How can one stay healthy and feel good about oneself in this modern world of conflicting information and impulses? The tragically comic The Apprentice (Çirak) by director Emre Konuk was something of a comparative relief from the rest of the program due to the neurosis of the main character. K Vzoelen guides us through its charms.
The Apprentice (Çirak) appeared as a breath of fresh air at the Tirana International Film Festival, amidst many films dealing with war, crime, strife and both economic and mental depression. That’s not to say that The Apprentice is free of mental strife, far from it in fact, but director Emre Konuk deals with it in his very own visual and tragically comic way.
Alim is the eponymous apprentice. A middle-aged man, he has been the assistant to an elderly tailor for almost all of his adult life; a life dominated by his neuroses and fears. The entire style of The Apprentice, from framing to camera movement to staging to editing, serves to convey the inner workings of his mind. This is where Emre Konuk and his team shine. From the very first, almost too tight close-up of Alim’s head lying in bed, while his mental discomfort keeps him up at night, Konuk communicates Alim’s mental state with his distinct visual style. This was compelling from the beginning.
This style therefore elevates Konuk’s tight script and the acting of the lead Hakan Atalay. When the camera closes in on him, his claustrophobia is palpable, both by the look on his face and by the way his body or even his head is partly cropped out of the frame. He doesn’t fit, and he knows it. Alim is stuck in his life and in his own head. When the camera pulls back and allows him more space, he cowers in the corner. In wider, often symmetrical shots, Alim is often positioned on either edge of the screen. At other times he’s framed within more frames in the image, with windows or furniture enclosing him or objects in the foreground, blocking off part of the screen.
One significant visual device Konuk repeatedly uses to great effect is the triptych mirror in the tailor’s shop. For most of The Apprentice, when the mirror appears on screen, Alim is only visible in one of the side panels. Again he is in the corner, either hiding from life or being held back by his fears. But then there is one moment when he feels happy, confident and comfortable, thanks to the trust and affection of his landlady and the new tailor-made suit the old tailor made for him. Now he himself appears within the frame with the mirror and his reflection beams back at him from all three panels of the mirror. It is a glorious moment, both emotionally and visually.
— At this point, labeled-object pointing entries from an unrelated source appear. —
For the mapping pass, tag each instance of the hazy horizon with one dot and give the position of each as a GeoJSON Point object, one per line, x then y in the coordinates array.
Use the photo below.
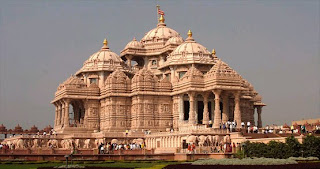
{"type": "Point", "coordinates": [272, 44]}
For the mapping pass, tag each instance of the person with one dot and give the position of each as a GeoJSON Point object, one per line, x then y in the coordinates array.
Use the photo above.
{"type": "Point", "coordinates": [102, 150]}
{"type": "Point", "coordinates": [189, 148]}
{"type": "Point", "coordinates": [193, 148]}
{"type": "Point", "coordinates": [242, 124]}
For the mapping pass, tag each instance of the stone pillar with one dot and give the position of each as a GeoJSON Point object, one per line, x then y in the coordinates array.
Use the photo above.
{"type": "Point", "coordinates": [66, 114]}
{"type": "Point", "coordinates": [62, 112]}
{"type": "Point", "coordinates": [101, 80]}
{"type": "Point", "coordinates": [192, 119]}
{"type": "Point", "coordinates": [237, 112]}
{"type": "Point", "coordinates": [217, 112]}
{"type": "Point", "coordinates": [129, 63]}
{"type": "Point", "coordinates": [181, 107]}
{"type": "Point", "coordinates": [225, 112]}
{"type": "Point", "coordinates": [172, 74]}
{"type": "Point", "coordinates": [205, 109]}
{"type": "Point", "coordinates": [59, 114]}
{"type": "Point", "coordinates": [56, 115]}
{"type": "Point", "coordinates": [259, 110]}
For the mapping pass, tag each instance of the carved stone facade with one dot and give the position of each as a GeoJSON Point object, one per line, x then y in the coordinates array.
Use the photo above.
{"type": "Point", "coordinates": [159, 83]}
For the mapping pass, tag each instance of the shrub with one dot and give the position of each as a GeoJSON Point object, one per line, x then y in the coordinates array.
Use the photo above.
{"type": "Point", "coordinates": [294, 146]}
{"type": "Point", "coordinates": [245, 161]}
{"type": "Point", "coordinates": [311, 146]}
{"type": "Point", "coordinates": [304, 158]}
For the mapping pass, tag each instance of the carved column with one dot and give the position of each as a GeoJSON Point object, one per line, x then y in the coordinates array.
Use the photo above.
{"type": "Point", "coordinates": [192, 119]}
{"type": "Point", "coordinates": [101, 80]}
{"type": "Point", "coordinates": [259, 110]}
{"type": "Point", "coordinates": [62, 112]}
{"type": "Point", "coordinates": [217, 112]}
{"type": "Point", "coordinates": [205, 109]}
{"type": "Point", "coordinates": [181, 108]}
{"type": "Point", "coordinates": [129, 58]}
{"type": "Point", "coordinates": [66, 113]}
{"type": "Point", "coordinates": [237, 112]}
{"type": "Point", "coordinates": [251, 111]}
{"type": "Point", "coordinates": [59, 114]}
{"type": "Point", "coordinates": [225, 112]}
{"type": "Point", "coordinates": [56, 115]}
{"type": "Point", "coordinates": [172, 74]}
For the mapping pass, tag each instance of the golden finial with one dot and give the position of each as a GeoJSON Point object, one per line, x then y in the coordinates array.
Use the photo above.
{"type": "Point", "coordinates": [213, 52]}
{"type": "Point", "coordinates": [161, 19]}
{"type": "Point", "coordinates": [105, 42]}
{"type": "Point", "coordinates": [189, 33]}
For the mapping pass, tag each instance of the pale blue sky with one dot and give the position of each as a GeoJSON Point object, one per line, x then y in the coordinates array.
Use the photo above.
{"type": "Point", "coordinates": [272, 44]}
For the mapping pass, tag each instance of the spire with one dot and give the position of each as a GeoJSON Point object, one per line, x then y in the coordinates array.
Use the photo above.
{"type": "Point", "coordinates": [190, 38]}
{"type": "Point", "coordinates": [105, 44]}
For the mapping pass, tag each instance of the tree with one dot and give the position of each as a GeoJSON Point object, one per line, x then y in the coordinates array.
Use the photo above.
{"type": "Point", "coordinates": [277, 150]}
{"type": "Point", "coordinates": [311, 146]}
{"type": "Point", "coordinates": [294, 146]}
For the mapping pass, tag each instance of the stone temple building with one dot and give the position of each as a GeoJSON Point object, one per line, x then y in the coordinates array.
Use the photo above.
{"type": "Point", "coordinates": [160, 83]}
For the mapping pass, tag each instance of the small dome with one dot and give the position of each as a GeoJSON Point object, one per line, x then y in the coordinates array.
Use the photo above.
{"type": "Point", "coordinates": [18, 128]}
{"type": "Point", "coordinates": [193, 73]}
{"type": "Point", "coordinates": [144, 75]}
{"type": "Point", "coordinates": [118, 76]}
{"type": "Point", "coordinates": [190, 52]}
{"type": "Point", "coordinates": [104, 59]}
{"type": "Point", "coordinates": [175, 40]}
{"type": "Point", "coordinates": [73, 82]}
{"type": "Point", "coordinates": [160, 32]}
{"type": "Point", "coordinates": [34, 129]}
{"type": "Point", "coordinates": [134, 44]}
{"type": "Point", "coordinates": [93, 85]}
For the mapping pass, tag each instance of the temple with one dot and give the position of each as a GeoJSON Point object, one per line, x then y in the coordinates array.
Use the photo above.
{"type": "Point", "coordinates": [162, 82]}
{"type": "Point", "coordinates": [163, 91]}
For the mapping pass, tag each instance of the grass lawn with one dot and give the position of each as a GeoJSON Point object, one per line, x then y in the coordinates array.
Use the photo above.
{"type": "Point", "coordinates": [122, 164]}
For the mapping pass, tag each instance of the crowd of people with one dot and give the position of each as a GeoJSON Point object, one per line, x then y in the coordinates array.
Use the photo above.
{"type": "Point", "coordinates": [218, 148]}
{"type": "Point", "coordinates": [110, 147]}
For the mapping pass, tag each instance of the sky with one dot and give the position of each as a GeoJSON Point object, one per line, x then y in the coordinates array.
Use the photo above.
{"type": "Point", "coordinates": [272, 44]}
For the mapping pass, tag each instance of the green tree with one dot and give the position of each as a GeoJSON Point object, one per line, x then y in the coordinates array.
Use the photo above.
{"type": "Point", "coordinates": [277, 150]}
{"type": "Point", "coordinates": [294, 146]}
{"type": "Point", "coordinates": [311, 146]}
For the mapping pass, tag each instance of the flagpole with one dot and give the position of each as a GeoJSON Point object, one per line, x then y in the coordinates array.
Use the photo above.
{"type": "Point", "coordinates": [158, 7]}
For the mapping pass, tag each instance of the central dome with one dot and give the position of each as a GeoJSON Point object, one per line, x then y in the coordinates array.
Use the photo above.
{"type": "Point", "coordinates": [159, 34]}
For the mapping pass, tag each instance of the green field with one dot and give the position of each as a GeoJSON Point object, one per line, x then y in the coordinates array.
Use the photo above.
{"type": "Point", "coordinates": [120, 164]}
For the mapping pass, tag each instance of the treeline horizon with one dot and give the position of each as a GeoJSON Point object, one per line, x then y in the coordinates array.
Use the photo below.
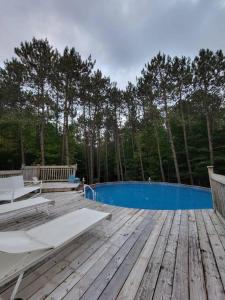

This rare moment of happiness is preceded by many moments of insecurity and nervousness, sometimes so absurd it makes Alim both a tragic and a comic figure. Often, he is told or overhears a piece of news that will terrify him or make him change his life spontaneously. Increasingly, his hearing this news becomes the set-up for jokes, with his overreaction as the punchline. When he hears that cars with LPG engines can suddenly explode, and later remembers this while carpooling, he gets out of his friend’s car in the middle of the night, inspects the engine and refuses to get back in. Then he proceeds to call a cab, only to dismiss the cabbie as well after checking the engine. His overreaction is completed by choosing to move into an old building across the street from the tailor’s shop, only to find out that old buildings are especially in danger of collapsing during earthquakes…
It’s not just his fears of external dangers that drive Alim. His desire to stay healthy makes for some great comedy. When told coffee is actually good for one’s health, this already very tightly wound man, who avoided coffee all his life, becomes a staunch coffee drinker. But he needs sugar to get past the taste. Until he learns that sugar is bad. The look of utter despair and confusion on his face when he finds this out is as hilarious as it is tragic, in a sense. How can one stay healthy and feel good about oneself in this modern world of conflicting information and impulses?
Alim’s fears and neuroses have kept him from fully reaching adulthood, which is reflected in his dependence on the elders in his life, his landlady and the tailor he is still only an apprentice to. Alim is only able to truly embark on his quest for self-worth when he is finally forced to fend for himself. Actually succeeding in fixing a flickering lightbulb by himself – an earlier attempt sent him bleeding into the arms of the landlady – provides hope for his future, even if it is an obvious metaphor for his mental state. It is a nice, if not necessarily fitting, grace in which to end The Apprentice on, where surface, subtext and style are so wonderfully wedded.